Russische Massaker in der Ukraine: Charakterzüge eines Völkermords

Die Gräueltaten von Butscha sind eine neue Dimension im Ukrainekrieg. Solche nationalistischen Exzesse sind keine Ausrutscher. Sie haben System.

Ukrainische Soldaten steht vor einer Leiche

Soldaten in Butscha prüfen, ob der Leichnam eines Zivilisten als Sprengfalle missbraucht wird Foto: ap

Man hat sich an vieles gewöhnt in gut fünf Wochen Krieg in der Ukraine: die hemmungslosen russischen Angriffe auf Städte, die brennenden Wohn­häuser, die verzweifelte millionenfache Flucht, die U-Bahn-Luftschutzbunker von Kiew und Charkiw, die Trümmerfelder von Mariupol.

Und doch markiert­ der Fund unzähliger Hinrichtungsopfer im verwüsteten Butscha, die Russlands Armee bei ihrem Rückzug von der Front bei Kiew zurücklässt, eine neue Dimension des Grauens. Russlands Armee hat nicht nur versucht, die Ukraine zu erobern – vergeblich, wie mit jedem Tag deutlicher wird –, sondern vernichtet auch die Menschen in der Ukraine, deren sie habhaft wird.

Es gibt ein Wort für dieses Vorgehen: Völkermord. Im bosnischen Srebrenica separierten die serbischen Belagerer im Juli 1995 die muslimischen Männer von ihren Frauen und Kindern und töteten sie alle, nach Plan. Srebrenica nennt die Regierung der Ukraine jetzt als Parallele zu Butscha.

Der Völkermord an Ruandas Tutsi 1994 mit bis zu einer Million Toten, ebenfalls nach Plan und nach Kommando ausgeführt, verlief in noch weitaus ungeheuerlicheren Dimensionen. Planmäßiges Vorgehen auf Befehl, um eine vorab definierte Gruppe von Menschen auszulöschen – das ist es, was einen Völkermord charakterisiert.

Nicht jeder Massenmord ist ein Völkermord, und man wird darüber diskutieren können und müssen, ob das Vorgehen der russischen Armee in der Ukraine wirklich dieser Charakterisierung entspricht oder doch „nur“ ein Verbrechen gegen die Menschlichkeit darstellt. Aber der Vorwurf steht im Raum.
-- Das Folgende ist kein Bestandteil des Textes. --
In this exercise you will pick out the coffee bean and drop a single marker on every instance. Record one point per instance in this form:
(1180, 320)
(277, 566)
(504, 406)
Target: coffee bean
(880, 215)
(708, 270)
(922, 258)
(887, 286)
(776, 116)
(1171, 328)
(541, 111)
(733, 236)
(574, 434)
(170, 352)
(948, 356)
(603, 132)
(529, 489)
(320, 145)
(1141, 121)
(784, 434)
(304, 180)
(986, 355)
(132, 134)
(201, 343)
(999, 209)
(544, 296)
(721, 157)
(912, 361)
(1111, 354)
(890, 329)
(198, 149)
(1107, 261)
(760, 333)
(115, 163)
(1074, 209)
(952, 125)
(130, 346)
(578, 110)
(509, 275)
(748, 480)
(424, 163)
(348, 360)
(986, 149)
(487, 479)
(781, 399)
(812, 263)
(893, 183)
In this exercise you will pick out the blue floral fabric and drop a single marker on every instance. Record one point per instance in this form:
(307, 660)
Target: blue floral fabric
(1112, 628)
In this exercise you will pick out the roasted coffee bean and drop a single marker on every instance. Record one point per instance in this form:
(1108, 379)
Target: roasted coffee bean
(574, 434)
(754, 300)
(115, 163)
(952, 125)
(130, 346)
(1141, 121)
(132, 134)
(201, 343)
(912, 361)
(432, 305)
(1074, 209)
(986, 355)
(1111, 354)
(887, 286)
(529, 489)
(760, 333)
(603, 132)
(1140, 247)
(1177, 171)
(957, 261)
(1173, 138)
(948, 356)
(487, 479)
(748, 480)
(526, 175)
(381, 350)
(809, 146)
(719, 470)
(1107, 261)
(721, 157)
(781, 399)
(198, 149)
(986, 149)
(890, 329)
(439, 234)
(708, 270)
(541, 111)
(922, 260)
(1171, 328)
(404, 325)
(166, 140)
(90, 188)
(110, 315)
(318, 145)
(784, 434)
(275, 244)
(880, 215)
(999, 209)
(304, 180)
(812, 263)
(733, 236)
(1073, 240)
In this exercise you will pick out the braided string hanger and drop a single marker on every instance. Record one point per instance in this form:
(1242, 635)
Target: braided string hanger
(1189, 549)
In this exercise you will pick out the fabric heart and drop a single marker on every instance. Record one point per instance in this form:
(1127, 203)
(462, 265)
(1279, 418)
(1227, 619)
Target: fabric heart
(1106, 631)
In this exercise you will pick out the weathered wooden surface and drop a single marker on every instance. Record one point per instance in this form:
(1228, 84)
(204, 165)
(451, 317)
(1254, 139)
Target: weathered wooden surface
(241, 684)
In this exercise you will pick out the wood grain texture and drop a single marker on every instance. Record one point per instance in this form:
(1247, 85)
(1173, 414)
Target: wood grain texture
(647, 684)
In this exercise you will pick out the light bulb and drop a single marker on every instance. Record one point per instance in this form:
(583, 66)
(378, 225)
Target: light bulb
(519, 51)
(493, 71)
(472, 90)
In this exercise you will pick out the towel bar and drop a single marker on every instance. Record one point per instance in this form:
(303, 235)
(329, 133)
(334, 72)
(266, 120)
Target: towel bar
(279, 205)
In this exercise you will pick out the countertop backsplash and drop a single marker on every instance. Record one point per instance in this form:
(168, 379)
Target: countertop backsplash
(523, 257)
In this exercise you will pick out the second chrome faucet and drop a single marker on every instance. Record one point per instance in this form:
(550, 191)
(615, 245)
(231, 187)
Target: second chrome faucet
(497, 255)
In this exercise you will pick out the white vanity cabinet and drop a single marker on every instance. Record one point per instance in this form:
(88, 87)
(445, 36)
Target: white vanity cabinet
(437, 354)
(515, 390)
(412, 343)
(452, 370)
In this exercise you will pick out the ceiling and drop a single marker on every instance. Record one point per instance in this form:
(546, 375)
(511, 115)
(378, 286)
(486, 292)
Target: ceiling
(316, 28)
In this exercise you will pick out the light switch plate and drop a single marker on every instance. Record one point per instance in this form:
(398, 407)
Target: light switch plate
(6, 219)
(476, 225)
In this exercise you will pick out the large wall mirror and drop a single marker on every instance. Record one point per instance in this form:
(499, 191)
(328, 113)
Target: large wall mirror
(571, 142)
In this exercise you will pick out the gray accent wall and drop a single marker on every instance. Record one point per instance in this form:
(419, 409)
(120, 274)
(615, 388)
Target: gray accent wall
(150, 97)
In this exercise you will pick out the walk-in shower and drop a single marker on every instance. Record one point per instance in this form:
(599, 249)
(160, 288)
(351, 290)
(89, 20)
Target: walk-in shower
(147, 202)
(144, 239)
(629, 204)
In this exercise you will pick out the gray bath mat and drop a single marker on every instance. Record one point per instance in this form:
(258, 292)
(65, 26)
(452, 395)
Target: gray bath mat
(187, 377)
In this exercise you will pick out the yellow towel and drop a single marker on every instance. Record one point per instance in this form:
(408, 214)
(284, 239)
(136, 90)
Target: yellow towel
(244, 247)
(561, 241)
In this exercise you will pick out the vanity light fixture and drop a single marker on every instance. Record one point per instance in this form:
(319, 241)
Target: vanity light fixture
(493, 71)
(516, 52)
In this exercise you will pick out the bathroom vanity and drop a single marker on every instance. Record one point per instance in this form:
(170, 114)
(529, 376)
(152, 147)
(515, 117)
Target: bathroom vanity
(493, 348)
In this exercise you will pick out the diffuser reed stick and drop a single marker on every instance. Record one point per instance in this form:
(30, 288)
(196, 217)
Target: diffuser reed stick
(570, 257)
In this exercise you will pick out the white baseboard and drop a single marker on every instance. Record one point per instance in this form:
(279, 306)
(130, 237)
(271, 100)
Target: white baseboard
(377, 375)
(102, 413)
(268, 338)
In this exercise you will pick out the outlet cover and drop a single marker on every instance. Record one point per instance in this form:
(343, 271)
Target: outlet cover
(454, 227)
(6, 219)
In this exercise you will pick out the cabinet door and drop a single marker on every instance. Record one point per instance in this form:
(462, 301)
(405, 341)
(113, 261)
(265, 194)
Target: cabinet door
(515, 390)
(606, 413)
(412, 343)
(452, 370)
Völkermordtäter sind keine Verhandlungspartner

Die Ukraine sieht sich jetzt bestätigt in ihrer Wahrnehmung, dass sie gegen Russland um ihr Überleben kämpft. Die Täter in Butscha sind Soldaten eines Landes, dessen Präsident der Ukraine das Recht auf eine eigenständige Existenz abspricht und wo Politiker von der „Endlösung der ukrainischen Frage“ und der „Entfernung des Krebsgeschwürs bis hin zur polnischen Grenze“ reden. Solche nationalistischen Exzesse sind keine Ausrutscher. Sie haben System.

Die Diskussion darüber ist nicht abstrakt, sondern von unmittelbarer politischer Relevanz. Einer Regierung Völkermord vorzuwerfen heißt: Diese Regierung hat ihre Legitimität verwirkt. Völkermordtätern schüttelt man nicht die Hand. Sie sind keine Verhandlungspartner.

Bestenfalls gehören sie vor Gericht – und für ihre direkten Opfer und deren Nachfahren ist es legitim, sie weltweit zu jagen, wie man in Kigali und Jerusalem weiß und praktiziert. Wenn Putin ein Völkermord­täter ist, haben die russischen Soldaten in Butscha nicht nur Ukrainer getötet. Sie haben auch ihrer eigenen Regierung das Grab geschaufelt.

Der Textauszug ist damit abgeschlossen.